Homeworld: Deserts of Kharak

Kosmos na pustyni

Autor: Artur 'Vermin' Tojza

Homeworld: Deserts of Kharak
W 1999 roku ukazałą się gra, która diametralnie zmieniła gatunek gier strategicznych. Homeworld jako pierwszy przeniósł batalie w pełen trójwymiar, dając możliwości jakich nie oferował nawet StarCraft czy Earth 2140. Mogliśmy zaatakować przeciwnika z góry, od dołu, frontalnie czy z flanki. To było coś niesamowitego, co dawało graczom nowe narzędzia w tworzeniu taktyk na polu bitwy. Wraz z genialnie napisanym scenariusz w kampanii dla jednego gracza otrzymywaliśmy arcydzieło końca lat 90-tych XX wieku. Po siedemnastu latach od premiery pierwszej części serii otrzymaliśmy jej nową odsłonę.

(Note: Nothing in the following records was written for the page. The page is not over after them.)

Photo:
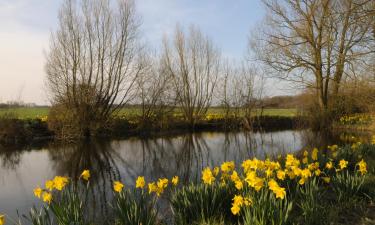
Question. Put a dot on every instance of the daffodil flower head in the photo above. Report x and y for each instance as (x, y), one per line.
(118, 186)
(38, 192)
(2, 219)
(175, 180)
(140, 182)
(85, 175)
(47, 197)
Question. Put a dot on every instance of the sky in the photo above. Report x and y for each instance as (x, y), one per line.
(26, 26)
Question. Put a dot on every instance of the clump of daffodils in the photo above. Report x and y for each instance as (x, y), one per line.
(269, 176)
(248, 180)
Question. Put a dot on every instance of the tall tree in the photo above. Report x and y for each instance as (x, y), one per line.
(316, 43)
(193, 62)
(92, 62)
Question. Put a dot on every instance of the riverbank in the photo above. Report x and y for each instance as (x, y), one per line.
(23, 131)
(329, 185)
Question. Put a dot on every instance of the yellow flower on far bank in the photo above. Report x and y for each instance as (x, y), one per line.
(85, 175)
(140, 182)
(2, 219)
(175, 180)
(207, 176)
(47, 197)
(38, 192)
(117, 186)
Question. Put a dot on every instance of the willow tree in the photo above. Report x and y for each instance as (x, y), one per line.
(92, 62)
(316, 43)
(192, 62)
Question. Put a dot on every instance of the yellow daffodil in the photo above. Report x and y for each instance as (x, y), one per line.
(38, 192)
(314, 154)
(362, 167)
(49, 185)
(238, 200)
(2, 219)
(272, 184)
(235, 209)
(234, 177)
(227, 167)
(238, 184)
(117, 186)
(216, 171)
(269, 173)
(162, 183)
(175, 180)
(329, 165)
(280, 192)
(86, 175)
(140, 182)
(207, 176)
(280, 175)
(343, 164)
(332, 147)
(152, 187)
(60, 182)
(305, 173)
(47, 197)
(247, 201)
(326, 179)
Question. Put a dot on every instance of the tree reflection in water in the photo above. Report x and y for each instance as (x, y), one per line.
(182, 155)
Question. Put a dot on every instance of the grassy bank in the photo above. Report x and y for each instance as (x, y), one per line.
(133, 111)
(332, 185)
(24, 125)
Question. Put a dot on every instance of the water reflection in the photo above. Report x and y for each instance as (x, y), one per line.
(184, 155)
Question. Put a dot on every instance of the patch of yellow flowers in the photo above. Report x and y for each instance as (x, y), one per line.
(157, 187)
(266, 174)
(256, 174)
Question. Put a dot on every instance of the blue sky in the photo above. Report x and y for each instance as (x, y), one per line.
(25, 26)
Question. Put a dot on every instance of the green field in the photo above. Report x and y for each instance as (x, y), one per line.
(37, 112)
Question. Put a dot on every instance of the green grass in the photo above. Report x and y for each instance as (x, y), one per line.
(35, 112)
(26, 112)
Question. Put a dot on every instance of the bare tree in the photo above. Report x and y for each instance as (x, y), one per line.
(193, 63)
(243, 90)
(316, 43)
(92, 62)
(153, 91)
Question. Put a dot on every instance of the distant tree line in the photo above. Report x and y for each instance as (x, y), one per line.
(98, 64)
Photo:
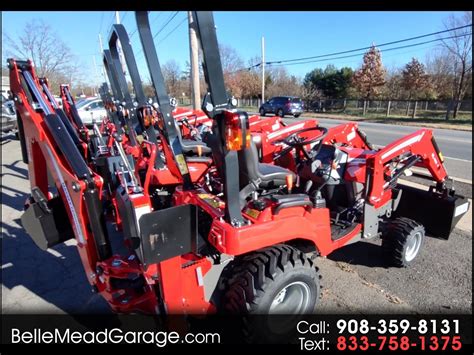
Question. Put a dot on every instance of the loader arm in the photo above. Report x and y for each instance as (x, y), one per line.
(418, 148)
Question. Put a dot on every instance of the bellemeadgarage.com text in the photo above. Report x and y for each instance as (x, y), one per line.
(112, 336)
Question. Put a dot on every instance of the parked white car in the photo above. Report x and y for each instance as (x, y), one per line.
(91, 110)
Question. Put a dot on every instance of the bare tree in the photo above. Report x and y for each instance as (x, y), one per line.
(414, 79)
(51, 56)
(172, 75)
(370, 78)
(458, 48)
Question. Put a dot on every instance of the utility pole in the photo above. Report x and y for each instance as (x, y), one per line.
(263, 69)
(101, 48)
(194, 60)
(119, 45)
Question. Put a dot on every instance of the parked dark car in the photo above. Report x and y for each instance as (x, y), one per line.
(282, 105)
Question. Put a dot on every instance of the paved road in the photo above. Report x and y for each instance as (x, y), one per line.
(456, 146)
(355, 278)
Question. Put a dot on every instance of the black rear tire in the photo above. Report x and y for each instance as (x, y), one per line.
(275, 280)
(402, 241)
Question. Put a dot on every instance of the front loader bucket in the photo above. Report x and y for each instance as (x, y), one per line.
(439, 214)
(47, 228)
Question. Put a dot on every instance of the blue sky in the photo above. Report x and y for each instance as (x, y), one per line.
(287, 34)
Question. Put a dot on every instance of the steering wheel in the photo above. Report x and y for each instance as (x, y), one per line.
(293, 141)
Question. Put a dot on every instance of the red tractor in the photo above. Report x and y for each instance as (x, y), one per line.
(244, 239)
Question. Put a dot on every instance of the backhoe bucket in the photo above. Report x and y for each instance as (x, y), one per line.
(439, 214)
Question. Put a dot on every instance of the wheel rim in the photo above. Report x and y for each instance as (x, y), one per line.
(292, 299)
(413, 246)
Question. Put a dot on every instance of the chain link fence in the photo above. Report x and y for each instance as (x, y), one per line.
(408, 108)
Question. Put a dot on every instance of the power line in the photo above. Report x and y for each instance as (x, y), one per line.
(141, 53)
(166, 24)
(174, 29)
(123, 18)
(384, 50)
(365, 48)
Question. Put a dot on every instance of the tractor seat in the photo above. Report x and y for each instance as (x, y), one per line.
(191, 146)
(266, 175)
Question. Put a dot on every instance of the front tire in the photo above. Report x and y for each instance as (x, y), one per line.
(402, 241)
(275, 280)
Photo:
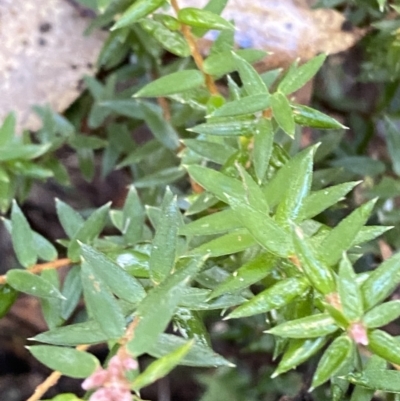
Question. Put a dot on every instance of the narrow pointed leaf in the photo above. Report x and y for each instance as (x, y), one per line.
(215, 152)
(22, 237)
(250, 273)
(136, 11)
(298, 188)
(70, 362)
(24, 281)
(349, 291)
(157, 309)
(382, 380)
(263, 228)
(283, 113)
(223, 63)
(173, 83)
(70, 220)
(298, 352)
(319, 274)
(263, 141)
(203, 19)
(384, 345)
(163, 251)
(90, 230)
(381, 282)
(341, 238)
(236, 241)
(252, 82)
(7, 297)
(383, 314)
(101, 304)
(275, 297)
(307, 327)
(133, 217)
(298, 77)
(318, 201)
(198, 355)
(162, 130)
(161, 367)
(214, 223)
(309, 117)
(246, 105)
(333, 359)
(120, 282)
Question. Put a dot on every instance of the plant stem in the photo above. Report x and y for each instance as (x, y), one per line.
(194, 50)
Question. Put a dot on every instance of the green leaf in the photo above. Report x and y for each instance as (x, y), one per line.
(51, 307)
(298, 186)
(362, 393)
(163, 251)
(250, 273)
(214, 223)
(223, 63)
(283, 113)
(276, 188)
(393, 143)
(381, 315)
(20, 151)
(319, 274)
(24, 281)
(70, 362)
(333, 359)
(349, 291)
(309, 117)
(384, 380)
(7, 130)
(263, 142)
(101, 304)
(80, 333)
(70, 220)
(161, 129)
(226, 128)
(341, 238)
(90, 229)
(236, 241)
(275, 297)
(118, 280)
(203, 19)
(136, 11)
(22, 237)
(7, 298)
(298, 352)
(381, 282)
(169, 40)
(307, 327)
(299, 76)
(157, 309)
(251, 80)
(162, 177)
(133, 217)
(215, 152)
(384, 345)
(175, 82)
(72, 291)
(318, 201)
(44, 248)
(263, 228)
(198, 355)
(161, 367)
(217, 183)
(246, 105)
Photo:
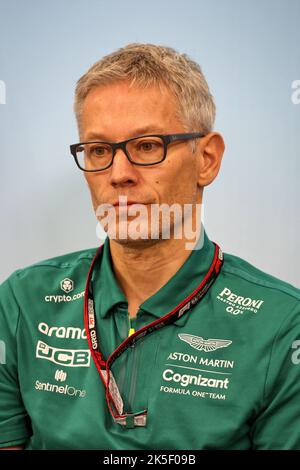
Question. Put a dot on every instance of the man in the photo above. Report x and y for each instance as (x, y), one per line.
(173, 345)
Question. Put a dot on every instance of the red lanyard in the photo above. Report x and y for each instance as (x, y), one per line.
(113, 397)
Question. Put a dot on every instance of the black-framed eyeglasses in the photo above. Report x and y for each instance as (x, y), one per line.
(144, 150)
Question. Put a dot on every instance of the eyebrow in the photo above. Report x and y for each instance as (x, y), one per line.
(137, 132)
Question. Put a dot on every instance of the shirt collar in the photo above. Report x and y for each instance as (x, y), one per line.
(108, 294)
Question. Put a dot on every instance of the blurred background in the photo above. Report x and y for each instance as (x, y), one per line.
(249, 52)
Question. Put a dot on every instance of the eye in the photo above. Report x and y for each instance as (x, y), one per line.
(99, 150)
(148, 146)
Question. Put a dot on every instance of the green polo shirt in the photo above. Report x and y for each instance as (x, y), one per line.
(226, 375)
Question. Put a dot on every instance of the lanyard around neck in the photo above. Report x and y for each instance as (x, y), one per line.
(113, 396)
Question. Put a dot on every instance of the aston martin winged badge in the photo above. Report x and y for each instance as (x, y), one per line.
(201, 344)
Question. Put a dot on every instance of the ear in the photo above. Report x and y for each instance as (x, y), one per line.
(210, 152)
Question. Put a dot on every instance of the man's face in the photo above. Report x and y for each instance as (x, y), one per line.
(115, 113)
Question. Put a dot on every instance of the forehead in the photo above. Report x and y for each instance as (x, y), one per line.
(115, 110)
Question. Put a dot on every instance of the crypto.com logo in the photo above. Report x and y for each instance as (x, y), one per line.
(2, 92)
(2, 352)
(125, 221)
(295, 97)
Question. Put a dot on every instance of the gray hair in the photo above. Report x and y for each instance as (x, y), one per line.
(148, 65)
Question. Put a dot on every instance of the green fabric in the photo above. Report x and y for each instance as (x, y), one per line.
(240, 391)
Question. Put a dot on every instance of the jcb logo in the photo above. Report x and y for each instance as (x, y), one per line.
(63, 357)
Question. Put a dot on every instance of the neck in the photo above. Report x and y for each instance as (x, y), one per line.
(142, 271)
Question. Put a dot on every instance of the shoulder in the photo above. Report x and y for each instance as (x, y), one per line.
(245, 271)
(243, 289)
(66, 265)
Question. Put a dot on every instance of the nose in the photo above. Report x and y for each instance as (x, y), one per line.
(122, 171)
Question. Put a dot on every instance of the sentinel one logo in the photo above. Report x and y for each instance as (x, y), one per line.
(185, 379)
(238, 304)
(61, 389)
(63, 357)
(67, 285)
(69, 332)
(207, 345)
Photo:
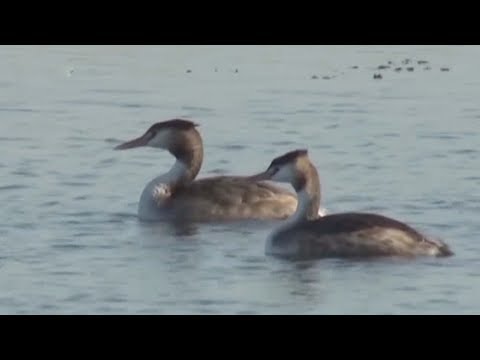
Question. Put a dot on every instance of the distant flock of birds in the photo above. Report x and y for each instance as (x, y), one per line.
(406, 64)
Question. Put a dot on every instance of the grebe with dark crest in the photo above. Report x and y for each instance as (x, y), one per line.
(177, 195)
(341, 235)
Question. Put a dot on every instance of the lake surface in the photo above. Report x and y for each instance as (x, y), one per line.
(406, 145)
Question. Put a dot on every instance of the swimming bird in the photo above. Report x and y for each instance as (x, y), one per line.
(341, 235)
(177, 195)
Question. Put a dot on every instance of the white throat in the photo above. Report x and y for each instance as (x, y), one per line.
(304, 200)
(178, 170)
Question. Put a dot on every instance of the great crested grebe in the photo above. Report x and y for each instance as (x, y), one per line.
(341, 235)
(175, 195)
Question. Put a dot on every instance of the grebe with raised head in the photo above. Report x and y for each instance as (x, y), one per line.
(177, 195)
(344, 235)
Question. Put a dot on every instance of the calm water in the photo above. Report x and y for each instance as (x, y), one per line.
(406, 145)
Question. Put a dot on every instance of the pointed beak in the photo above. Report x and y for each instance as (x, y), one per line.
(264, 175)
(141, 141)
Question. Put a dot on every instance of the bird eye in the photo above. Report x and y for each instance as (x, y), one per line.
(274, 170)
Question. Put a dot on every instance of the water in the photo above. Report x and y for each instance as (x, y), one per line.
(405, 145)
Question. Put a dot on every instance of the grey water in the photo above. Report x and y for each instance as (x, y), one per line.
(406, 145)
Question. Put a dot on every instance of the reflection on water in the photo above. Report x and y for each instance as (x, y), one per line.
(403, 145)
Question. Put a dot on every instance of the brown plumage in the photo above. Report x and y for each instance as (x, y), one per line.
(350, 234)
(179, 195)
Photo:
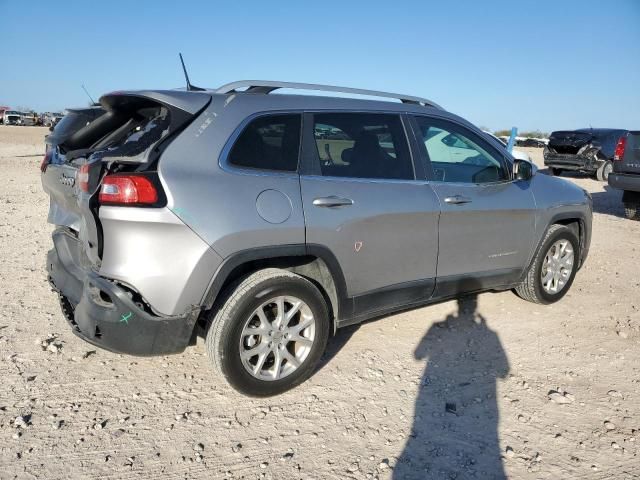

Deserts of Kharak to prequel Homeworlda, przedstawiający wydarzenia rozgrywające się na pustynnej planecie LM-27, gdzie grupa badaczy odnalazła tajemniczy artefakt mający zaprowadzić ich do ojczyzny. Pomysł przeniesienia wielkich bitew z kosmicznej przestrzeni na piaski pustyni budził sporo kontrowersji, jednak mimo wielu przeszkód wydaje się, że główny cel został osiągnięty i praca studia Blackbird Interactive nie poszła na marne.

W ogniu pustyni

Historia opowiedziana w kampanii fabularnej rozgrywa się na kilka dekad przed wydarzeniami z pierwszego Homeworlda. Na pustynnej planecie będącej cmentarzyskiem kosmicznych statków roi się od pragnących się szybko wzbogacić poszukiwaczy artefaktów. Nad całością pieczę trzyma korporacja Long March Industries (LMI), czerpiąca niemałe zyski z pracy innych. Gracz wciela się w dowódcę jednej z wypraw poszukiwawczych należącej do grupy zwanej Koalicją, której flagową jednostką jest pustynny lotniskowiec Kaprisi. W trakcie tułaczki po zabójczych piaskach pustyni, przecinając wrogie terytoria, natrafiają na tajemniczy wrak gigantycznego okrętu mogącego zaprowadzić ich do unikalnego znaleziska.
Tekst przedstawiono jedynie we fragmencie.